A visa does not guarantee entry into the United States. Rather, visas allow foreign citizens to visit travel to U.S. ports of entry and request permission from a Department of Homeland Security Customs and Border Protection inspector to enter the United States.

How Can An Immigrant Who Wants To Obtain Legal Status Avoid Being Taken Advantage Of By An Immigration Service Provider?

Unless they are a licensed attorney, anyone wishing to provide legal advice regarding immigration forms, explain immigration options, or communicate with the USCIS about your case must be accredited by the Department of Justice’s Board of Immigration Appeals (BIA).
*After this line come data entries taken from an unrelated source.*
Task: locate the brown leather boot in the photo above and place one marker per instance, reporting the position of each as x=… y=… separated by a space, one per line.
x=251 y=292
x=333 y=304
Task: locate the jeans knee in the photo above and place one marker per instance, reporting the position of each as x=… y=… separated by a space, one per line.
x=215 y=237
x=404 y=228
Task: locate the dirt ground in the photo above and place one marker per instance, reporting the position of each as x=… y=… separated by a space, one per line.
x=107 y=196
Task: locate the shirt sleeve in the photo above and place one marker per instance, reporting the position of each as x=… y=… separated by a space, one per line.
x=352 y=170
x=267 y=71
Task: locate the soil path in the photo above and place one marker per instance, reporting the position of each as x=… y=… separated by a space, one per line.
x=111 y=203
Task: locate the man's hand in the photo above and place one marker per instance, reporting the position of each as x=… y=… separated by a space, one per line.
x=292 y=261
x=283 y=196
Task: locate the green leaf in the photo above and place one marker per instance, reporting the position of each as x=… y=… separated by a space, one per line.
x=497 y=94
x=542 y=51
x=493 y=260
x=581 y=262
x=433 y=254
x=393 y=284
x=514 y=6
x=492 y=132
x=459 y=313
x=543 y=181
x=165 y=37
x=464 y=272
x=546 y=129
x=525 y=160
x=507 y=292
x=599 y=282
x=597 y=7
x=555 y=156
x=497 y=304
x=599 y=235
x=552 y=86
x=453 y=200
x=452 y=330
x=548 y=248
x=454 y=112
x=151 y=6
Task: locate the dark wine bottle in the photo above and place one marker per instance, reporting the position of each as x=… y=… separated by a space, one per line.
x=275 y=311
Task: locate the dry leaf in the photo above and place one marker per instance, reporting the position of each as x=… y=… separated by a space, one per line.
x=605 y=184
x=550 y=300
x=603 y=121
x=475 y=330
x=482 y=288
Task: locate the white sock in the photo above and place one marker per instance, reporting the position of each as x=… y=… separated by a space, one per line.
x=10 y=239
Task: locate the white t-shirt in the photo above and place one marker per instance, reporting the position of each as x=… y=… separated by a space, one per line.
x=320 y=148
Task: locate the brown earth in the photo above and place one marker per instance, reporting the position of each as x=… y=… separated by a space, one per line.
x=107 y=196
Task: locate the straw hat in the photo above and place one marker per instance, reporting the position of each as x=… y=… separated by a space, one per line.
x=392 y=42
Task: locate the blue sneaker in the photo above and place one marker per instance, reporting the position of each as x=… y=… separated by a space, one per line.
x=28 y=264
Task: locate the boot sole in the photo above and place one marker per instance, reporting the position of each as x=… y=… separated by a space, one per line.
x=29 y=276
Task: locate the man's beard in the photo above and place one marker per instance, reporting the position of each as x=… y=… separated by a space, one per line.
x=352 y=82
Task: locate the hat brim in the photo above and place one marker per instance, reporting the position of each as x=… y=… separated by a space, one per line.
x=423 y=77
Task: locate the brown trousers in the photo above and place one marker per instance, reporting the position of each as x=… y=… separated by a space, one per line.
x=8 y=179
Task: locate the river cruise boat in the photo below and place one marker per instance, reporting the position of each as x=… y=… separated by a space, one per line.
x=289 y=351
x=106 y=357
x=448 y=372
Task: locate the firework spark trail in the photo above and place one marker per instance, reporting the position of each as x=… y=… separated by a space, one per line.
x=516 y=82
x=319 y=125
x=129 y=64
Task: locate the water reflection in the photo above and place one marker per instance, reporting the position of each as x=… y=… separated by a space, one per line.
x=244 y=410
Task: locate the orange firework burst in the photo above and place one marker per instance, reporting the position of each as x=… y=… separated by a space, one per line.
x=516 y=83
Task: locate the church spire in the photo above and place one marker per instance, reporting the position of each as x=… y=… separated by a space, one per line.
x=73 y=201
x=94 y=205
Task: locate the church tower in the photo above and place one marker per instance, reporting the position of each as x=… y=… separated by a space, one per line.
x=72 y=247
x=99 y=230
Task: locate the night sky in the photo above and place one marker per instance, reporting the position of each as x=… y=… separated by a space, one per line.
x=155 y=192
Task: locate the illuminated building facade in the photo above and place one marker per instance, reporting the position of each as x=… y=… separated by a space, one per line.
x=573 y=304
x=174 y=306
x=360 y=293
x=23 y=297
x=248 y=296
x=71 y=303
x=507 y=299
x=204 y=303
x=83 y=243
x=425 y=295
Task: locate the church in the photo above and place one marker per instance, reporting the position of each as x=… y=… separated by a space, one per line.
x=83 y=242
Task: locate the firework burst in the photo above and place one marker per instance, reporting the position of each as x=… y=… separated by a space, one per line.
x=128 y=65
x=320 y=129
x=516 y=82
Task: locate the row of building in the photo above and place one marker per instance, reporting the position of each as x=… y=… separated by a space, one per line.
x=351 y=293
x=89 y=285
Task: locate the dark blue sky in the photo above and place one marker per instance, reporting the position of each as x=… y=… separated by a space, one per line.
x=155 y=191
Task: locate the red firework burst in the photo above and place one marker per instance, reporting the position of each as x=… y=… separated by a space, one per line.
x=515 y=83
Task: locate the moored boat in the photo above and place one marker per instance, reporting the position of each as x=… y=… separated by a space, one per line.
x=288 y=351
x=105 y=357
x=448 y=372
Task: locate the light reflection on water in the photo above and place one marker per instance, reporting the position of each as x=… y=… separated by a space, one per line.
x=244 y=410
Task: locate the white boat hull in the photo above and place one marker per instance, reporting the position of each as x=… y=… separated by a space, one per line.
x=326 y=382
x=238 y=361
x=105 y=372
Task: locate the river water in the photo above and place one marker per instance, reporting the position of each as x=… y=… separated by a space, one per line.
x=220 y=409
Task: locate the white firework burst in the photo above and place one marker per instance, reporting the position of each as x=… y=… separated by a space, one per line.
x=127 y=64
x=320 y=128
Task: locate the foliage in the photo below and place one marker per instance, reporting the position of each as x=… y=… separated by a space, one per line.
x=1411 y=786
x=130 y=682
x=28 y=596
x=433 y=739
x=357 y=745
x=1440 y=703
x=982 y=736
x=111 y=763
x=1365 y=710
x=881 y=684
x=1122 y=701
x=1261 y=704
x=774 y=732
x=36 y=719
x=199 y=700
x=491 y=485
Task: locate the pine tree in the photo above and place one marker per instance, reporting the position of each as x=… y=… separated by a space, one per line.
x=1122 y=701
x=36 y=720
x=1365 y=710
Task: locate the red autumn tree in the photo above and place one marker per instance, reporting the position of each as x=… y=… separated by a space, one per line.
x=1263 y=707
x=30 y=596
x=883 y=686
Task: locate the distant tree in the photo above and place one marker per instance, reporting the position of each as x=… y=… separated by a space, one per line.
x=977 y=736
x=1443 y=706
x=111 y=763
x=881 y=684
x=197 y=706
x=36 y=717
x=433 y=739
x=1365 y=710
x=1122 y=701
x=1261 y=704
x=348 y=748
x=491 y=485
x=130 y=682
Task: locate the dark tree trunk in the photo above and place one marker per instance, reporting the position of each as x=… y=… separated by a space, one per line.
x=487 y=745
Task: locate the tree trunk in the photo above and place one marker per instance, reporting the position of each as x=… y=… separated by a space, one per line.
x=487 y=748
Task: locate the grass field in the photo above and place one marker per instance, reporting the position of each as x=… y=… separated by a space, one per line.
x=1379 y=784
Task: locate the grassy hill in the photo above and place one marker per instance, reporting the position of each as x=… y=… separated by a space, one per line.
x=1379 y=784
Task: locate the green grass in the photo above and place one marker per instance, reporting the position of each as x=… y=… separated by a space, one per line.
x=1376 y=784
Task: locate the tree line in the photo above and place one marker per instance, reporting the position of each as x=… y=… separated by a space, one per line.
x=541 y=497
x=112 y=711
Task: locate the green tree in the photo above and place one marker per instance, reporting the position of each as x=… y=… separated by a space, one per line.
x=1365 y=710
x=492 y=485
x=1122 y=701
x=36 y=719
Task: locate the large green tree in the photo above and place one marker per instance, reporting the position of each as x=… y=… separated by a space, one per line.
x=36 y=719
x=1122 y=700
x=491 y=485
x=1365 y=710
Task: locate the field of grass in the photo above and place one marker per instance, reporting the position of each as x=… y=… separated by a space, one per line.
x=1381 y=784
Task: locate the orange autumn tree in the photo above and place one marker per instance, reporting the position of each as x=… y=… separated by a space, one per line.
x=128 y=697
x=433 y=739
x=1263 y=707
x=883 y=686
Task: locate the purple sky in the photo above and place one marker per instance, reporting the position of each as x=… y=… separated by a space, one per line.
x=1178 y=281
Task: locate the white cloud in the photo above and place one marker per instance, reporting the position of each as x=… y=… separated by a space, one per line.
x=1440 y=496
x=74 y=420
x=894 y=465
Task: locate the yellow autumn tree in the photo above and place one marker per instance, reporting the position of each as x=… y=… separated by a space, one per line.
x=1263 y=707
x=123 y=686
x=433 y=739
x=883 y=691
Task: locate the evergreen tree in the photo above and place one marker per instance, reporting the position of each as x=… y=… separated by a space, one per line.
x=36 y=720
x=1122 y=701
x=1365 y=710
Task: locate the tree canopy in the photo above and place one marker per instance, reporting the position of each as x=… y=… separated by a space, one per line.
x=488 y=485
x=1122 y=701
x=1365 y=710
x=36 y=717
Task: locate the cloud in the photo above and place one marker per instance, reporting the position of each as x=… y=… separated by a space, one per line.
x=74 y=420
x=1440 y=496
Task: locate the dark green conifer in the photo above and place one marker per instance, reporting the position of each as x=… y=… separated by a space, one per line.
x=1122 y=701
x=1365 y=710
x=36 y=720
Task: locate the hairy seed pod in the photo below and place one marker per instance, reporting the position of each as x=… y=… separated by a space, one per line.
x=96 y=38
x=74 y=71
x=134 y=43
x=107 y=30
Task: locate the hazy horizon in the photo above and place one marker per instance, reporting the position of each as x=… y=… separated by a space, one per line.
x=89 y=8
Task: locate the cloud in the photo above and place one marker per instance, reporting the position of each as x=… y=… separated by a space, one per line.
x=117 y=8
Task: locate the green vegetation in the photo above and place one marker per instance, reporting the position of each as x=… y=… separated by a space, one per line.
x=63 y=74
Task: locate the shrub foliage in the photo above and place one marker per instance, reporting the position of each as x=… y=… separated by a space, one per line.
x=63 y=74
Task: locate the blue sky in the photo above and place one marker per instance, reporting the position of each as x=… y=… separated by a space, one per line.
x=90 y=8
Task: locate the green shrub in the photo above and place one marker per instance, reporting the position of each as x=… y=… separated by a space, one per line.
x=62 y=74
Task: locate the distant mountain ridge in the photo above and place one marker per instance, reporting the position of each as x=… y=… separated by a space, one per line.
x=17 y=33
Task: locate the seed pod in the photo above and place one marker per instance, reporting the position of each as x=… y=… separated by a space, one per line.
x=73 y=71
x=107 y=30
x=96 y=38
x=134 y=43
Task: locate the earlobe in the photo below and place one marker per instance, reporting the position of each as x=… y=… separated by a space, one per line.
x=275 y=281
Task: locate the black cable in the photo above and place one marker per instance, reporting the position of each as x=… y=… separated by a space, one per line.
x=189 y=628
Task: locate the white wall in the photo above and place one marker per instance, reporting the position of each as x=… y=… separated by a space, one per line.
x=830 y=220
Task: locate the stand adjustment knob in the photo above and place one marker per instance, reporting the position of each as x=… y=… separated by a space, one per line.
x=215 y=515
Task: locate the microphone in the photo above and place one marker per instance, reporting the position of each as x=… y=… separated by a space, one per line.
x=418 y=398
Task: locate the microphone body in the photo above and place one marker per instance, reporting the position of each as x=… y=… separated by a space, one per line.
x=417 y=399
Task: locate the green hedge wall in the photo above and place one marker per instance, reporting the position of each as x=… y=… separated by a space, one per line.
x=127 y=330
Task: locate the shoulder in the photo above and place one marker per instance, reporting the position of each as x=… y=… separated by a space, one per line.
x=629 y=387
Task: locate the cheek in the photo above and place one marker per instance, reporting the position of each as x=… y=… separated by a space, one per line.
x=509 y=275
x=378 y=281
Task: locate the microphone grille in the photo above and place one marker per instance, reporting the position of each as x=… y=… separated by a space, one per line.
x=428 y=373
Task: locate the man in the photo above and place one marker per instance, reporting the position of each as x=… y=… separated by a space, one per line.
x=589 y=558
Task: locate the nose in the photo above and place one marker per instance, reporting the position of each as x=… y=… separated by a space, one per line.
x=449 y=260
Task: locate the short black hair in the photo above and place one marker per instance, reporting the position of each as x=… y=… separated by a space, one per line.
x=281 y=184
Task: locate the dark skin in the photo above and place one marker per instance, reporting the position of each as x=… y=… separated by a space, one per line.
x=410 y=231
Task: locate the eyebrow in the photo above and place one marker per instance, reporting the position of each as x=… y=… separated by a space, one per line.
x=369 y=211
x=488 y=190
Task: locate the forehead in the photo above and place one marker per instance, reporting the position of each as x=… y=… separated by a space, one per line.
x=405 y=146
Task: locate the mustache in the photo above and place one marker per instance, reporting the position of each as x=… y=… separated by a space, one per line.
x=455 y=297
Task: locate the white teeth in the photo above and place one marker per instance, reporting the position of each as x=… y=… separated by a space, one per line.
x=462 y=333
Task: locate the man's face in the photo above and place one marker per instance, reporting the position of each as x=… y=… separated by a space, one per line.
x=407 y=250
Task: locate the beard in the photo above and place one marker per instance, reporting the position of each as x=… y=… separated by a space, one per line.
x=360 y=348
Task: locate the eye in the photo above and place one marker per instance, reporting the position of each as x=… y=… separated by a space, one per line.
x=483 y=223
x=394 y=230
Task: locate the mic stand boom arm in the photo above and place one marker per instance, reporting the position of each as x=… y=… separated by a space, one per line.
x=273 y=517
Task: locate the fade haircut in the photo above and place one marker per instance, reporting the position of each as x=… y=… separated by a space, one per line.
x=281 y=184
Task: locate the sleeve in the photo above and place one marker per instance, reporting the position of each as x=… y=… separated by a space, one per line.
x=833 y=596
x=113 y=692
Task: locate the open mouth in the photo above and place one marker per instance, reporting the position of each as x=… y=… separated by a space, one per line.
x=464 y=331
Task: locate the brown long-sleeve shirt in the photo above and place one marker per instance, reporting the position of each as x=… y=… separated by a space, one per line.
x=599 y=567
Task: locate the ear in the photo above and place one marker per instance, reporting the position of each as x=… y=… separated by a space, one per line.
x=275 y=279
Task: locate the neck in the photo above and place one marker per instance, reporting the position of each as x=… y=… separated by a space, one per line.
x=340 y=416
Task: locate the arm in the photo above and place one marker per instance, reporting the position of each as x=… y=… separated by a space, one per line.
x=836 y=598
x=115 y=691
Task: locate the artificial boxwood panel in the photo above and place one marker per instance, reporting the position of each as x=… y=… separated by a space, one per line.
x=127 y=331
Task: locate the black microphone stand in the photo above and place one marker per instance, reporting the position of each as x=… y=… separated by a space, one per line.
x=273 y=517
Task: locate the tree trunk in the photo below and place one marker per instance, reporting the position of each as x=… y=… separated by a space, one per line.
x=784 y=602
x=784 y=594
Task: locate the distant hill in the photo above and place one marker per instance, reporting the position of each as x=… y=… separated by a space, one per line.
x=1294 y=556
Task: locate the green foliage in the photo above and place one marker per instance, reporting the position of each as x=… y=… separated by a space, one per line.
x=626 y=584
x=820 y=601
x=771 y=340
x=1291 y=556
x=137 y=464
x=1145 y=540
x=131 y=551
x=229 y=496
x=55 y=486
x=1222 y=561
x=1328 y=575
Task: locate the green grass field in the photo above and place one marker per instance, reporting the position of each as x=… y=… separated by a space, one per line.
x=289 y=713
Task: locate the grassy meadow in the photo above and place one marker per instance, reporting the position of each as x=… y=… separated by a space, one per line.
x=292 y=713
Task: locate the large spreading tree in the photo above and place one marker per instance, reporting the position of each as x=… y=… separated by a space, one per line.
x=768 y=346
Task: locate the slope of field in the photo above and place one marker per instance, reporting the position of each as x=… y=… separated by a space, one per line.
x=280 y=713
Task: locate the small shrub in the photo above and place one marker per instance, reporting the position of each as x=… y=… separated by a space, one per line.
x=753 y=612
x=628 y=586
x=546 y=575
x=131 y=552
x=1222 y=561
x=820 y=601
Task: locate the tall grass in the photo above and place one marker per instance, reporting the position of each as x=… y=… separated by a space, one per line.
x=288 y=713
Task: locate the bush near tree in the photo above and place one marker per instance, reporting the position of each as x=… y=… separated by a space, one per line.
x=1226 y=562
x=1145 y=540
Check the BIA website for a list of accredited providers.
Individuals seeking immigration advice should keep in mind that in other countries, the word “notario” means that the individual is an attorney. This is not true in the United States.  “Notarios”, or notary publics, immigration consultants, and businesses cannot give you immigration advice unless they are accredited by the BIA.

Who is protected under the Immigration and Nationality Act?

United States citizens, permanent residents, temporary residents, individuals granted asylum, and US nationals are all protected under the Immigration and Nationality Act.

Who Is Eligible To Apply For Asylum?

All individuals who have already arrived or are arriving in the United States are eligible to apply for asylum, regardless of their immigration status, whether they are in the United States legally or illegally. Individuals must go to a Service Center complete an Application for Asylum and for Withholding of Removal (Form I-589) and file it within one year of entering the United States.

What is Asylum?

If a foreign individual is already in the United States and unwilling or unable to return to their home country for fear of their own personal safety and of facing persecution, the U.S may grant the individual asylum status. The individual must prove that the persecution they face in their home country is based on their race, political opinion, nationality, religion, or membership in a certain social group. Asylum status grants the individual the right to live and work in the United States indefinitely. After 1 year of living as an asylee, the individual can apply for permanent resident status.